So Minimax just "open-sourced" (I add it in "" because they have a custom license for its use and I've not read through that) but they have context length of 4-million tokens and it scored 100% on the needle in a haystack problem. It uses lightning attention - so still attention, just a variation? So this is potentially not as groundbreaking as the publishers of the paper hoped or am I missing something fundamental here? Can this scale better? Does it train more efficiently? The test-time inference is amazing - is that what sets this apart and not necessarily the long context capability? Will it hallucinate a lot less because it stores long-term memory more efficiently and thus won't make up facts but rather use what it has remembered in context?
similar to RWKV7’s new (sub quadratic) attention mechanism which models key values as v≈kS’ and does an in-context descent on ||v - kS’||^2/2 (where the state matrix S is one attentional head) , explained more by the author here https://raw.githubusercontent.com/BlinkDL/RWKV-LM/main/RWKV-...

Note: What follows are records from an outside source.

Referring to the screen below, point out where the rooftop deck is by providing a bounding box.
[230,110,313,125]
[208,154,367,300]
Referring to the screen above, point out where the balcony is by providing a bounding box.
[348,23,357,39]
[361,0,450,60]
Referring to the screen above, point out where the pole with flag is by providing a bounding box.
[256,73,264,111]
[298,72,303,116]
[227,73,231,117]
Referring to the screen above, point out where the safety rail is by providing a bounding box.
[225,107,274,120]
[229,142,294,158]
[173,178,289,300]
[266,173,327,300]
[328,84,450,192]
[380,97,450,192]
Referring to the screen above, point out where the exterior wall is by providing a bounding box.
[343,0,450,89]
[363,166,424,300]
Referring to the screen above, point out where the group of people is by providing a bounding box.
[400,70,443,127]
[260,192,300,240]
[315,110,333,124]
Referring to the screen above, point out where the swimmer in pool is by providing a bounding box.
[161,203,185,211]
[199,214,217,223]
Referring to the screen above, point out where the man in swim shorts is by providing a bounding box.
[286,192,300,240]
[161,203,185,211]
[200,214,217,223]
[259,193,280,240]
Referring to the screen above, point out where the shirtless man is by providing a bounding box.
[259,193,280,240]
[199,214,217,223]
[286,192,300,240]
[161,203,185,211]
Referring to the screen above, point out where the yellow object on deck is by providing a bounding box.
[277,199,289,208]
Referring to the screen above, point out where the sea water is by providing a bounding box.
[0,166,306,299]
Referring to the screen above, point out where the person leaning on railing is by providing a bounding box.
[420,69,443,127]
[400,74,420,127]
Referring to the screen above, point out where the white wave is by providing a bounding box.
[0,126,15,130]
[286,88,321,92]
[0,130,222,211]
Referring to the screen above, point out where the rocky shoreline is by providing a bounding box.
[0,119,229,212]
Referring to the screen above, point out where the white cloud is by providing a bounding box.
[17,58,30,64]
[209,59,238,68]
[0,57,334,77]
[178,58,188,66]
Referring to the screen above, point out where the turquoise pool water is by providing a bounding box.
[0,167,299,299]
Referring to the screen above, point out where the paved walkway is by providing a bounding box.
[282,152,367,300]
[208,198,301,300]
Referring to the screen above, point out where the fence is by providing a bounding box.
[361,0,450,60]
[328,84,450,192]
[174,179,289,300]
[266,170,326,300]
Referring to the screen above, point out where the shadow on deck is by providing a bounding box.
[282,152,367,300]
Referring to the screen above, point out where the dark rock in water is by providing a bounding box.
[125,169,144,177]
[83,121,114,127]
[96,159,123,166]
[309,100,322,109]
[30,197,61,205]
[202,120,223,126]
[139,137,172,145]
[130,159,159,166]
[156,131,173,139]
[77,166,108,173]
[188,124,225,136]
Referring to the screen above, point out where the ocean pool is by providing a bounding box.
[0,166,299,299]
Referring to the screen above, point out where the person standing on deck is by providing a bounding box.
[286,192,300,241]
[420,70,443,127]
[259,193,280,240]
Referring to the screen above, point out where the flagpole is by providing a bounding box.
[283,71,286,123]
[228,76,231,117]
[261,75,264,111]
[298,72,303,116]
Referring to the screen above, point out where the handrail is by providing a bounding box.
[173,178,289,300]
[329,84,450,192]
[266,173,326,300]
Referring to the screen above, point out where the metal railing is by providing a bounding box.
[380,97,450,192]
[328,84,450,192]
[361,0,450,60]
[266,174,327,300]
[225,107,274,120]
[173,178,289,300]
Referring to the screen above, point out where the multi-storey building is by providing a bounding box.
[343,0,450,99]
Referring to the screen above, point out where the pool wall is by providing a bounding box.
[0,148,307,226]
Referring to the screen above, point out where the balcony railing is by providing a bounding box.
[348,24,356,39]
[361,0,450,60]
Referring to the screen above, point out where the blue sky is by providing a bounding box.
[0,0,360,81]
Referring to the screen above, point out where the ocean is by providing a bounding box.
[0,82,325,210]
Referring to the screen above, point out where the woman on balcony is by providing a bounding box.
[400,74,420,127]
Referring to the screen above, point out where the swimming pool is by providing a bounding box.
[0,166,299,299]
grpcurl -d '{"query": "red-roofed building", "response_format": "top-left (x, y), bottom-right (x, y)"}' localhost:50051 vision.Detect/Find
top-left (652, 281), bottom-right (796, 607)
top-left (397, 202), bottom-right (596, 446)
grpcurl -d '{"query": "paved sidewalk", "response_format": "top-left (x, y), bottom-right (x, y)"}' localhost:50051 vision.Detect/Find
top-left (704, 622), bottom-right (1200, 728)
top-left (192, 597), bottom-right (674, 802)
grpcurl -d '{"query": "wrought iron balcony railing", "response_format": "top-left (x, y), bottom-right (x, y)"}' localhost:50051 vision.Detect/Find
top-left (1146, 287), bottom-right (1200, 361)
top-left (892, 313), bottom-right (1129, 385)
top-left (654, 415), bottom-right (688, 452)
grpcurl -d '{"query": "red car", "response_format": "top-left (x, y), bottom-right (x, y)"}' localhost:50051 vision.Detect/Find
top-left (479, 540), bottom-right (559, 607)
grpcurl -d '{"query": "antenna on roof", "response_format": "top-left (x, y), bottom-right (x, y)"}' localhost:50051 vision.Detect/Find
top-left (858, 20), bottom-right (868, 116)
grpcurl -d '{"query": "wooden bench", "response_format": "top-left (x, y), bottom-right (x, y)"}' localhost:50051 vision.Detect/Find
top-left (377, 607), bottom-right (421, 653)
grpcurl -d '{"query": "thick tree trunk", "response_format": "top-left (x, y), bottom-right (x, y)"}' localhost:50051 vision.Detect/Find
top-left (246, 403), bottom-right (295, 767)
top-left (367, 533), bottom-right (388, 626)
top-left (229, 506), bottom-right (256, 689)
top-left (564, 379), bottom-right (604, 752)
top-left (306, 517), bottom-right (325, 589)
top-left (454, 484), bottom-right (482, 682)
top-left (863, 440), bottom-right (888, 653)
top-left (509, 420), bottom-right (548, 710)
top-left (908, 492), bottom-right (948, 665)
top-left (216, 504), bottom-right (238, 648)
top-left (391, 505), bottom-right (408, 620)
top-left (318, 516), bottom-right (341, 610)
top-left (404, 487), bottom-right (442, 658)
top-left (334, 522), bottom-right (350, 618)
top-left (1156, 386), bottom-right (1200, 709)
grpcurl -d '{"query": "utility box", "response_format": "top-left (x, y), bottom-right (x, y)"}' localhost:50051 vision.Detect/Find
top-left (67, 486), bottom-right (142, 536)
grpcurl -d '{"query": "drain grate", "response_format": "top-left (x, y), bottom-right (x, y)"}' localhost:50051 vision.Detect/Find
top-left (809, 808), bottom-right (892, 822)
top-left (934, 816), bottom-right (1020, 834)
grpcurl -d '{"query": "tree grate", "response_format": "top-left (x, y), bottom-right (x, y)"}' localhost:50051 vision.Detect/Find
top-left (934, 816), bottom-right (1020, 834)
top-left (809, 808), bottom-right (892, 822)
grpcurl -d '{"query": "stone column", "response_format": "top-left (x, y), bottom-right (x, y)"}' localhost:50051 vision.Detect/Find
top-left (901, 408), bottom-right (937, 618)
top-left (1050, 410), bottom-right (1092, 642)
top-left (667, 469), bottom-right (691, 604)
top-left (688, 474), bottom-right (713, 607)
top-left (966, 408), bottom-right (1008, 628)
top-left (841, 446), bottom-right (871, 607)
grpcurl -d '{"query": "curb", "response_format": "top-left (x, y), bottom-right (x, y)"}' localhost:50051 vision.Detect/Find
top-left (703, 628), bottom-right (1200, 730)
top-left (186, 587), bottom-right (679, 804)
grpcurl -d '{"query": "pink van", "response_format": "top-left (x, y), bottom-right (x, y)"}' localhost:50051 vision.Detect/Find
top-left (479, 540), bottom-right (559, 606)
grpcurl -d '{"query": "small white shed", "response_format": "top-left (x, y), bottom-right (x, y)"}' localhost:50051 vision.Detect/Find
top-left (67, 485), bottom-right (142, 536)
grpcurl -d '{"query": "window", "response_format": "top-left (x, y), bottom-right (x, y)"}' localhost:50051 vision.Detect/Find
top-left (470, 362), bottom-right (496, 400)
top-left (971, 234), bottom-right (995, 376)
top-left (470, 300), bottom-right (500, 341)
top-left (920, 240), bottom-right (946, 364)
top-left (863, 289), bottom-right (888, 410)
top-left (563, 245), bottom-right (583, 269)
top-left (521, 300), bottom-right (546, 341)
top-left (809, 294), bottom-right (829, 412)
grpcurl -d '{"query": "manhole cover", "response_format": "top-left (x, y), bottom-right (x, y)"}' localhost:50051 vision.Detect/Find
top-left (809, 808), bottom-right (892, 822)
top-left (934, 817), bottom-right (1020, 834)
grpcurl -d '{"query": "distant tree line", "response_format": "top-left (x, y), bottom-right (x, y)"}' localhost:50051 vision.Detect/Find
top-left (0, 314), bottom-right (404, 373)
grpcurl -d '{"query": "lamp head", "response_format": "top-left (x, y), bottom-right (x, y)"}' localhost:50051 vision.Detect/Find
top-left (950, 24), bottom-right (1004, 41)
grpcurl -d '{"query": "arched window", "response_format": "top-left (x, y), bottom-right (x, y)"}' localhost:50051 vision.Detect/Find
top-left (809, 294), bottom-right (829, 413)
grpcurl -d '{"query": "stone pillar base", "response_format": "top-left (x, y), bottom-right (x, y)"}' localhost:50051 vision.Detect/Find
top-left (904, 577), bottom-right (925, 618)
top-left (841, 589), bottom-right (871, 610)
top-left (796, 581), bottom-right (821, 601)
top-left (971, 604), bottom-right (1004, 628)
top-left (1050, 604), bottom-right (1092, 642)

and i tried to unpack it a bit here https://wdmn.fr/rank-1-take-on-rwkv7s-in-context-learning/
I wonder why the authors felt they need to use drop caps in this paper. It is a distraction and seems to value style over content.
What irks me is when authors only use a needle-in-the-haystack analogy to assess a long context. Humans do a lot more than this when working with a large context. Humans repeatedly go back and forth over parts of the context; it's not a simple one-pass.
From the title I thought this was talking about cramming the night before an exam. ;-) Or if it’s an open book exam learning during the exam as one goes through the textbook.
Is it just me, or does this seem like big news?
Key questions:
1. The key data point seems to be Figure 6a. Where it compares performance on BABILong and claims Titans performance is at ~62%, as compared to GPT-4o-mini at ~42% for 100k sequence length.
However, GPT-4o and Claude are missing in this comparison - maybe because they perform better ?
2. There is no example provided of the Neural Memory Module in action. This is the first question I would ask of this paper.
How are the references sorted?
If this was that good, why would Google release it?